Minimizza la sconfitta Cornacchini, imputando il risultato solo ad una serie di episodi sfavorevoli: “La Cittanovese ha concretizzato tutto quello che gli è capitato e ha fatto una buona gara. – ha detto – Sono stati commessi degli errori, il primo gol loro è partito su azione nostra, ma succede. Il secondo è una punizione che si poteva evitare. Il terzo invece inizia tutto da una punizione battuta da Bolzoni palla con l’uomo troppo vicino. Dobbiamo star sereni, andare a vanti, vincere domenica prossima e iniziare a giocare facendo noi la partita come sempre abbiamo fatto”.

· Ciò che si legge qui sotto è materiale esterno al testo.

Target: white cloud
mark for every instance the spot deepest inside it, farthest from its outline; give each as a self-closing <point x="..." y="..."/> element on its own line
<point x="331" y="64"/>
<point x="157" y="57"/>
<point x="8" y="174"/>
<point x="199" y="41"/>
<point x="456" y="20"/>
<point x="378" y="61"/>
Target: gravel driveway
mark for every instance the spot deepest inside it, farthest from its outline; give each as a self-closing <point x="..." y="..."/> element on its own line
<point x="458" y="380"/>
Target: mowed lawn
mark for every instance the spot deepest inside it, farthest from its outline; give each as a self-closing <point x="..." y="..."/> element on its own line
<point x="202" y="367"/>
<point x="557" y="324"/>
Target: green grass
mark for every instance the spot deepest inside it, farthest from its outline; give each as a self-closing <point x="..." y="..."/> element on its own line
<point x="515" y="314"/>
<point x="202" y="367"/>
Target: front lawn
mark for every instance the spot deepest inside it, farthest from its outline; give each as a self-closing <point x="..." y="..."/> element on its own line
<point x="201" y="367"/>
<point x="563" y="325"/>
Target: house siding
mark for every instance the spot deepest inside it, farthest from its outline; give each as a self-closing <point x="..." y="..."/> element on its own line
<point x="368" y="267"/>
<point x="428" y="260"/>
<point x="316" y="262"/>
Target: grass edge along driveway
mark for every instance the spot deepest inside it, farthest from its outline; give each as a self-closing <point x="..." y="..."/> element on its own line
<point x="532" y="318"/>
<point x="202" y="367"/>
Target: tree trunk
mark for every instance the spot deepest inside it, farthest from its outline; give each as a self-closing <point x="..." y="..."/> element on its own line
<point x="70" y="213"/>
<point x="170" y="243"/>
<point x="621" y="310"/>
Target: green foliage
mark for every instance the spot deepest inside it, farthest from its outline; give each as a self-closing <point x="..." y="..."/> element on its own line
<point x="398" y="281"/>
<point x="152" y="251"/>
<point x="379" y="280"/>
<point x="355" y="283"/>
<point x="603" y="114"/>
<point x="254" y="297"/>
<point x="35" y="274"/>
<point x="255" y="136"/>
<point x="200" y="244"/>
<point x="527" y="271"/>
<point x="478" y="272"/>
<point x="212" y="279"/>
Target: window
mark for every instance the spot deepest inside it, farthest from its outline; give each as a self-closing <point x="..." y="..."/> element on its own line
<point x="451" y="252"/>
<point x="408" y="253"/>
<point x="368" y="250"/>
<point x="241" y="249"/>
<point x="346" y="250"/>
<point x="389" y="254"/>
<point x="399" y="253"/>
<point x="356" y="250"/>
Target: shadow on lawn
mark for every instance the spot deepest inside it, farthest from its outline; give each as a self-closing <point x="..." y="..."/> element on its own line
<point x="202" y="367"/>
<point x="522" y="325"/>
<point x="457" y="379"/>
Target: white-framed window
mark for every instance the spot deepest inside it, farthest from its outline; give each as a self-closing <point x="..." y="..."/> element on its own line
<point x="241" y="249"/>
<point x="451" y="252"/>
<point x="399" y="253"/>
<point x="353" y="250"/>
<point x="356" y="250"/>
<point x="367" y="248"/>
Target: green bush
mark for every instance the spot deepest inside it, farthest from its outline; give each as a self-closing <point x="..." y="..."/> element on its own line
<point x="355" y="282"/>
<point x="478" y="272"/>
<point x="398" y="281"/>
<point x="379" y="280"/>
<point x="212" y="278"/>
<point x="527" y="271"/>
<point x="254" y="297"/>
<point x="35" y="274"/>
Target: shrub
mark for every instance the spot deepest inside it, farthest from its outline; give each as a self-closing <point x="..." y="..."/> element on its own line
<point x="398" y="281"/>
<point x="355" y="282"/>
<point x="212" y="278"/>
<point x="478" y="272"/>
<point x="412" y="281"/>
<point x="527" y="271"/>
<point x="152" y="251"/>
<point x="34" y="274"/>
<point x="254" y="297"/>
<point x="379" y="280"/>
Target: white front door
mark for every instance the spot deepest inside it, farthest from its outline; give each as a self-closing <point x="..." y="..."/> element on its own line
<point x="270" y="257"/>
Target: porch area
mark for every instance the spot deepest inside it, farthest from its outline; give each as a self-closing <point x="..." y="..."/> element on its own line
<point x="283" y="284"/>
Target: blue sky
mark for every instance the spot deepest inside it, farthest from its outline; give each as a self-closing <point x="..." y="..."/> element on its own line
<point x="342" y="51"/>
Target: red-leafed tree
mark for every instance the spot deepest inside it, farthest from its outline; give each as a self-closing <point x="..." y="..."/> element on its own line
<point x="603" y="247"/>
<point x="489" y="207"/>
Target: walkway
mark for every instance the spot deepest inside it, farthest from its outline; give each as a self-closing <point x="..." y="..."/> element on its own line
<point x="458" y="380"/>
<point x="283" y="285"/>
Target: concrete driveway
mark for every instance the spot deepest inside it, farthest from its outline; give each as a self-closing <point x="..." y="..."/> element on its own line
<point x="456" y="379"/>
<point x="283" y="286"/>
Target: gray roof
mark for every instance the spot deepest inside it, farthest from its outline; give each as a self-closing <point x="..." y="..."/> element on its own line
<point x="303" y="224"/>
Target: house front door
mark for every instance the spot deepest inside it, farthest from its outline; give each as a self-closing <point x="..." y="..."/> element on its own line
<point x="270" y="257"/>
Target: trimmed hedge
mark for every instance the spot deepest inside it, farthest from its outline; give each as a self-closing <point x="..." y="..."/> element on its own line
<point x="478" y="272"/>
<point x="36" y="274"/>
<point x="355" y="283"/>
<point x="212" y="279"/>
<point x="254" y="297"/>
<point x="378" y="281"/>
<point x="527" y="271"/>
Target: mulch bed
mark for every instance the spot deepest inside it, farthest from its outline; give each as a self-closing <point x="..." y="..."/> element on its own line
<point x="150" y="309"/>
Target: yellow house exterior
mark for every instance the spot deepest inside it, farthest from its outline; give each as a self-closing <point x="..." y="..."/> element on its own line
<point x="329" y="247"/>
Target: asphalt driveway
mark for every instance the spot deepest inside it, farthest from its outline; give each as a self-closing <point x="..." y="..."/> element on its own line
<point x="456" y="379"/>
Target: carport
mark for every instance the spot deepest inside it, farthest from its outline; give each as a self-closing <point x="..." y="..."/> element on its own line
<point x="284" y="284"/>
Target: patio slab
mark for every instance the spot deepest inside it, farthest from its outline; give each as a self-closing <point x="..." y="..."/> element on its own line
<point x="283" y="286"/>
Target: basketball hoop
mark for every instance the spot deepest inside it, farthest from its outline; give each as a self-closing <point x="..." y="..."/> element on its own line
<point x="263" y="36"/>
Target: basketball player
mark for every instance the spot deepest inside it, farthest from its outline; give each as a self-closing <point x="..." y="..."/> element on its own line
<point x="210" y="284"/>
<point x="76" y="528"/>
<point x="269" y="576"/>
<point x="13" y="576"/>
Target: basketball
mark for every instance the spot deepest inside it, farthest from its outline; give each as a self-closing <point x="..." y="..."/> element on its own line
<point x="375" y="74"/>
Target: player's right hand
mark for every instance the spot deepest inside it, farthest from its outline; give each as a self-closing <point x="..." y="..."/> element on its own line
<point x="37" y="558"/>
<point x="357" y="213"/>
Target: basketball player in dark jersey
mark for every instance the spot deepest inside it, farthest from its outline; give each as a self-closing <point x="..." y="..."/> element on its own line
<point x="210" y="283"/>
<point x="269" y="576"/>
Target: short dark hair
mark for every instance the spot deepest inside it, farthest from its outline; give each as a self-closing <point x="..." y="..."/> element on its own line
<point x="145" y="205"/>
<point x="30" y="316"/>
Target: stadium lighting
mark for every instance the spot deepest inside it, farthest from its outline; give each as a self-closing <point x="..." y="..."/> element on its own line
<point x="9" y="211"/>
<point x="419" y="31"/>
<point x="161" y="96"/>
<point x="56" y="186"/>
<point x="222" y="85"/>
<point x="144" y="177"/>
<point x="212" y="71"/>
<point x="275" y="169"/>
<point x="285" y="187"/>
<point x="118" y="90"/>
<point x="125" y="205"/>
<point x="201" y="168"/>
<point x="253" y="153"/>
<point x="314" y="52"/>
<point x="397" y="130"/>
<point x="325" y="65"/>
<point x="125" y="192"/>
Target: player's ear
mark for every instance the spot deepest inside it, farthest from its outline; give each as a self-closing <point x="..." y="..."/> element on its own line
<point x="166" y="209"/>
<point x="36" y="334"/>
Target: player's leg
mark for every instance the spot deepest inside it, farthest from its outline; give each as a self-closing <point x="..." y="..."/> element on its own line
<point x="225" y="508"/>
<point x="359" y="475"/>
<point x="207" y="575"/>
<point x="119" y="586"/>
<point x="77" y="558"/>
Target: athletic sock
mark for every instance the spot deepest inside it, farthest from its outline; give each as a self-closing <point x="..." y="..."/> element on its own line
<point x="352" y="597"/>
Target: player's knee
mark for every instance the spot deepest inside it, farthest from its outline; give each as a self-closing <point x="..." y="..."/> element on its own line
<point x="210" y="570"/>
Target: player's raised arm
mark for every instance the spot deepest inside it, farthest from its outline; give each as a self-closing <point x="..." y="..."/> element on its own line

Serenità e fatalità sono le parole chiave della gara per Cornacchini: “Se si va a fare l’analisi della partita sull’1-0 per noi abbiamo avuto occasione per raddoppiare, non ce l’abbiamo fatta e così abbiamo preso gol. Gli episodi fanno la differenza. Non ci sono problemi nella squadra, lavoriamo sempre per tutta la settimana. Ci sta perdere una partita, la cosa non mi preoccupa. Né credo sia una questione fisica perché i giocatori stanno bene. Purtroppo gli episodi ci hanno condizionato perché abbiamo avuto le occasioni per chiudere la partita ma non abbiamo avuto la cattiveria giusta per finalizzare le occasioni create. Dico a tutti di stare sereni e tranquilli e una sconfitta purtroppo capita”.